Görsel tasarımları tekrar övmek istiyorum. Çok güzeldi. Çok. Giger'ın konseptinden yola çıkmışlar elbette. Özellikle sonradan uzay gemisi olduğunu anladığımız mekanın odaları detaylarla doluydu. Ama en çarpıcı görüntüler David'in ilk satırlarda dediğim gibi geminin kontrol panelinin çalışmasını hologramdan izlediği ana aitti bence. Shaw'un sezaryen sahnesi de etkileyici. (Eh sevgili sezaryen karşıtları napsın kadın şimdi, içinde canavar var? Kadını mı yesin? Onu geçtim canavar bizi yemeye geliyor be)

Yıl 2089. Fütüristik tasarımlar hiç abartıya kaçmadan gözü okşuyor. (Kıyafetler çok tuhaf değil mesela, aluminyum folyo giymiş insanlar yok karşımızda) Hologramlı sahnelerden yola çıkarsak umarım biz de yakın zamanda bu gerçeklikte görüntüleri izleme şansına erişiriz.
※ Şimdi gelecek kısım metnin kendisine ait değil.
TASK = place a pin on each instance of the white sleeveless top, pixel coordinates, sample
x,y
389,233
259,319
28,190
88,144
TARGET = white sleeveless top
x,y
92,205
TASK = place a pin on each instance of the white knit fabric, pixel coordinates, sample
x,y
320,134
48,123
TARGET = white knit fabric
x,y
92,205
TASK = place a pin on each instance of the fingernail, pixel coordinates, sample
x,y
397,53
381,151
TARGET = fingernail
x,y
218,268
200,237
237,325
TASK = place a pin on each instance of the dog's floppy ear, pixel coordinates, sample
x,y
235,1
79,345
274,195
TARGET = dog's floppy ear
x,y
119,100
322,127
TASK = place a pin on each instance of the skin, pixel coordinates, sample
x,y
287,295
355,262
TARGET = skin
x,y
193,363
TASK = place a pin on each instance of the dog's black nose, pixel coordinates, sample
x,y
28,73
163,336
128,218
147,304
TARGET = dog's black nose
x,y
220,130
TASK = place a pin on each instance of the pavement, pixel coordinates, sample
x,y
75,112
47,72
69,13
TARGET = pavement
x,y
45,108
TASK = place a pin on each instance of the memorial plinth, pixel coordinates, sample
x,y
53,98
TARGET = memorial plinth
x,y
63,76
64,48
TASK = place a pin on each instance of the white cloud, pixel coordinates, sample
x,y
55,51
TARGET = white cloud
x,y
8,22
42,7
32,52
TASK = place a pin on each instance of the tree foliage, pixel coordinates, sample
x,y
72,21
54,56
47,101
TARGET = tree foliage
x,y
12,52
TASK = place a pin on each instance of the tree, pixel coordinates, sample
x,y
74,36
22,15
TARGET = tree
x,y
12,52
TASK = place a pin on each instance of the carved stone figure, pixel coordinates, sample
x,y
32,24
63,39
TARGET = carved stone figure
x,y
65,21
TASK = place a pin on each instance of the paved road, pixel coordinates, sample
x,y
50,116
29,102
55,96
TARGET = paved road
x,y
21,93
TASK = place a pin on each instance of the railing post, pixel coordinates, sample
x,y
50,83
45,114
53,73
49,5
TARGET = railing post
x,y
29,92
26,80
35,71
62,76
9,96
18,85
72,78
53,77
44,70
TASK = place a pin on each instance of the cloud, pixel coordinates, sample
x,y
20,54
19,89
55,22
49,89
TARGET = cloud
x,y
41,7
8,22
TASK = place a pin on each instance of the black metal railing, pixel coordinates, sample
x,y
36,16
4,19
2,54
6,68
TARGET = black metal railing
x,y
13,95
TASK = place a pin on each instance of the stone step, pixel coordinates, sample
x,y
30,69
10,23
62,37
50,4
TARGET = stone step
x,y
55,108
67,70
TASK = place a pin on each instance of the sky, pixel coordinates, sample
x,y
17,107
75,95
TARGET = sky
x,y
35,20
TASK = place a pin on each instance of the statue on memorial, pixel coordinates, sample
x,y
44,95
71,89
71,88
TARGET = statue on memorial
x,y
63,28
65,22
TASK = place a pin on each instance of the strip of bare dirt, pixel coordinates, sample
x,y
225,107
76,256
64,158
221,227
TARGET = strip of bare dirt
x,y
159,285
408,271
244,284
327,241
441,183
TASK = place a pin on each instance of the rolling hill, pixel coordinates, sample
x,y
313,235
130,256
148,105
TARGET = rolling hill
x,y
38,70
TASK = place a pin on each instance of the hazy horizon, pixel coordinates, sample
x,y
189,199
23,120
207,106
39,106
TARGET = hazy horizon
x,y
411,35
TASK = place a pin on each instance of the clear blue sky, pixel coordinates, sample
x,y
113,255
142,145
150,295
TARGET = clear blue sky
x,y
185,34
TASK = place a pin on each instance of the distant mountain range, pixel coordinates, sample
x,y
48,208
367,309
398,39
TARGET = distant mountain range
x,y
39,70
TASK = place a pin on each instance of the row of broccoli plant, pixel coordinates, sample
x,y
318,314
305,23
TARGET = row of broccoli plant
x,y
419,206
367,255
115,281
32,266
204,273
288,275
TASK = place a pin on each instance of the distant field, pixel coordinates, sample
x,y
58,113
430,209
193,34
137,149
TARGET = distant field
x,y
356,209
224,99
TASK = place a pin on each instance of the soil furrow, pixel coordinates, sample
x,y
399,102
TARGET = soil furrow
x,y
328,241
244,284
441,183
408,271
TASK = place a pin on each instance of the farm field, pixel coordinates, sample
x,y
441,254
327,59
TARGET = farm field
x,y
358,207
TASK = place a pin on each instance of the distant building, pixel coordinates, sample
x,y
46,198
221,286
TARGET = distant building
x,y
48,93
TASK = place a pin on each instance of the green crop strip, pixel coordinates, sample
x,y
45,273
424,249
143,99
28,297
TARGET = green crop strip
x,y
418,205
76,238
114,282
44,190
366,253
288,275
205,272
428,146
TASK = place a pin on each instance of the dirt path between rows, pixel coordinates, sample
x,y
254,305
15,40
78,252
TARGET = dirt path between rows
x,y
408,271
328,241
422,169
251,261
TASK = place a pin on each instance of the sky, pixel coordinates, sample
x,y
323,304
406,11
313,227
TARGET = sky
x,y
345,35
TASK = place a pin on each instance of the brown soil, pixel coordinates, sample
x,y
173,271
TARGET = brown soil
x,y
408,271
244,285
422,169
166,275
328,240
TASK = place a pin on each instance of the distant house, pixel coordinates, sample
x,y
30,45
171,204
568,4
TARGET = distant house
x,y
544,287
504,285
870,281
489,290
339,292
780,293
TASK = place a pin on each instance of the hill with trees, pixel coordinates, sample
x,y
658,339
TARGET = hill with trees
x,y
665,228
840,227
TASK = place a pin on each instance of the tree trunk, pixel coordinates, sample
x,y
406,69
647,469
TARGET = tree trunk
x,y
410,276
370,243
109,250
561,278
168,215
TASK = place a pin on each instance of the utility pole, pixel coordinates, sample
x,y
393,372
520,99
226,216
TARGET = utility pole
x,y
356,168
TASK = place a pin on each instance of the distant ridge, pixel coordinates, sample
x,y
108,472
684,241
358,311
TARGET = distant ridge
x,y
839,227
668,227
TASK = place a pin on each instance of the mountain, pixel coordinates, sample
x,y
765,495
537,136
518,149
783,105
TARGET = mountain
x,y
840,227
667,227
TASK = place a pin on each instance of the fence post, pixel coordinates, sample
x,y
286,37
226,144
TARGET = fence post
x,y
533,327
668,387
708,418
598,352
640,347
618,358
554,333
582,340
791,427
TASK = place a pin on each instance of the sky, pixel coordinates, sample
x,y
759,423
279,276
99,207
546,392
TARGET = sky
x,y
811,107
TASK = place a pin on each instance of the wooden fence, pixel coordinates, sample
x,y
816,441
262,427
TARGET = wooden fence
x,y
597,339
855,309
Ayrıca o mağaraların haritasını çıkaran kırmızı ışıklı alet ne güzeldi öyle, keşke olsa bende de bir tane. :)


Gelelim en içimin kıyıldığı bölümlere: Elizabeth Shaw üzerinden yapılan aşırı sıkıcı "I want to believe" muhabbeti, haçına yapılan anlamsız zoomlar, çaktırmadan Darwinistlere laf sokulması vb sahneler filmi yavaşlattı ve etkisini azalttı. İlla bilimkurgu yapımlarında bir yere mutlaka dinsel bir motif yerleştirin kuralı mı var nedir, anlamıyorum.
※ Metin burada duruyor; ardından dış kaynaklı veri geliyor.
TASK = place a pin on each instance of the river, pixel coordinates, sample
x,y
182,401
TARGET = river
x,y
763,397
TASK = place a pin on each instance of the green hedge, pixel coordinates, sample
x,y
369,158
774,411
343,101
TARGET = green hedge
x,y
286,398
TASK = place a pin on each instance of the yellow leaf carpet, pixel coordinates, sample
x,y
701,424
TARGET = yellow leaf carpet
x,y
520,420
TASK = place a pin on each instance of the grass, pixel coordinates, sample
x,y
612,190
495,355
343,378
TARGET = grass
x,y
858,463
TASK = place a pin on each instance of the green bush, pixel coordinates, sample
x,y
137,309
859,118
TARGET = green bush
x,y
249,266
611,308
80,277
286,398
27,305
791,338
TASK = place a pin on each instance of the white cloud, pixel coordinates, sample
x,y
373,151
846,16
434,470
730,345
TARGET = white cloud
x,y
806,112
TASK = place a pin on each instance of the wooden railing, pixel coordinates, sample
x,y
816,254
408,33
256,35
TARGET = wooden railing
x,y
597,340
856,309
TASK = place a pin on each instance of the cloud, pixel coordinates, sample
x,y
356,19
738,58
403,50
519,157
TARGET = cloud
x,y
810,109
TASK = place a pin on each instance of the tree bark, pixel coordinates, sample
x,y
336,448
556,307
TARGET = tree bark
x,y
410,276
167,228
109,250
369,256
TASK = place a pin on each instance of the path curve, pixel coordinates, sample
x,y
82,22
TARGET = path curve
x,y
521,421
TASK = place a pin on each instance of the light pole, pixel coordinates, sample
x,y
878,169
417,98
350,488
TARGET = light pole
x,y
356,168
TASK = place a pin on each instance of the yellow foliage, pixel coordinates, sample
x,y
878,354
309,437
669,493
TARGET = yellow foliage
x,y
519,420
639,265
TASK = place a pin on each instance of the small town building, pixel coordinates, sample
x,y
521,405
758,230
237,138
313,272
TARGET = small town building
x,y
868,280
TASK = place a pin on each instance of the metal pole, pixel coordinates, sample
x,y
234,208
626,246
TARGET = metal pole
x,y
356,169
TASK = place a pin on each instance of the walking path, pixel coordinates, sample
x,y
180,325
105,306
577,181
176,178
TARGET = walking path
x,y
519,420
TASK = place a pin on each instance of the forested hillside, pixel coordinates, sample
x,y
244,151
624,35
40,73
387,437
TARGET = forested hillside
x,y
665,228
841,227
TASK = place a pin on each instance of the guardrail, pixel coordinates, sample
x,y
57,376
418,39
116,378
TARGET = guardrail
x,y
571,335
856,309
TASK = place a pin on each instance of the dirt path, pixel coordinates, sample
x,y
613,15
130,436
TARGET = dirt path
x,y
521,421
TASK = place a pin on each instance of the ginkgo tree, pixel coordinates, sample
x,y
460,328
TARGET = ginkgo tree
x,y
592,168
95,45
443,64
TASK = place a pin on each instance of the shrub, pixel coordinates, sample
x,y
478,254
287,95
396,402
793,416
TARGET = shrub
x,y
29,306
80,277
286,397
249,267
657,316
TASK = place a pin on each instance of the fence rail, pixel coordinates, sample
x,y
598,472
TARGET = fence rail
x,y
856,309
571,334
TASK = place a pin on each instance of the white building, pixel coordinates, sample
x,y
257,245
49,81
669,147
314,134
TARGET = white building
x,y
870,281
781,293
Düşün yani karnından Alien çıkmış, canlı canlı sezaryen olmuşsun, sevgilini canavar ele geçirmiş bir de yakmışlar, sen hala haçım nerde geyiği yapıyorsun. (Asıl o anda yapılır muhabbeti yapmayın bana, sizi veririm "elyın"lara; öf bir de kafiye oldu)


Space Jockey'in uyanır uyanmaz dünyalıları öldürmeye çalışması garipti. Filmin sonunda da işaret edildiği gibi "Mühendislerin" insanlığa neden bu kadar nefret duyduğu ve yok etmek istediği bir sonraki filmin konusu olacak.

Son olarak tekrar değinmeden edemeyeceğim; humanoid David en ilginç karakterdi filmde bana göre. Duyguları olmayan bir robot olarak tasvir edilse de özellikle kendisinin "Robot" oluşu vurgulandığı her anda kızdığını fark etmişsinizdir. (Shaw'un sevgilisini de bu yüzden mi denek olarak kullandı diye düşünüyorum) Ayrıca kendisinin dediği gibi "Herkes ebeveynlerini öldürmek ister". Bu repliğin benzeri karşımıza Battlestar Galactica'da da çıkmıştı. Tabii konu  Ridley Scott  olduğu için Blade Runner ve Replicantları düşünmeliyiz esasen. Eğer devamı çekilirse en çok izlemek istediğim karakter kendisi.


Bugün konuştuğumuz gibi bu filmi kesinlikle şöyle en az 30-40 dakika eklenmiş sahneli en güzelinden bir Director's Cut paklar; umarım çok vakit geçmeden bu versiyonunu da izleriz.

Ayrıca 7 Haziran için ders çalışıyorum resmen Madonna'nın son albümünü dinleyerek. Ne kadar sıkıcı bir albüm bu, of...

1 yorum:

  1. tüm söylediklerine katılmakla birlikte, filmin ilk sahnesinin de beni çok etkilediğini söylemeliyim. devam filmini bekliyorum ben de.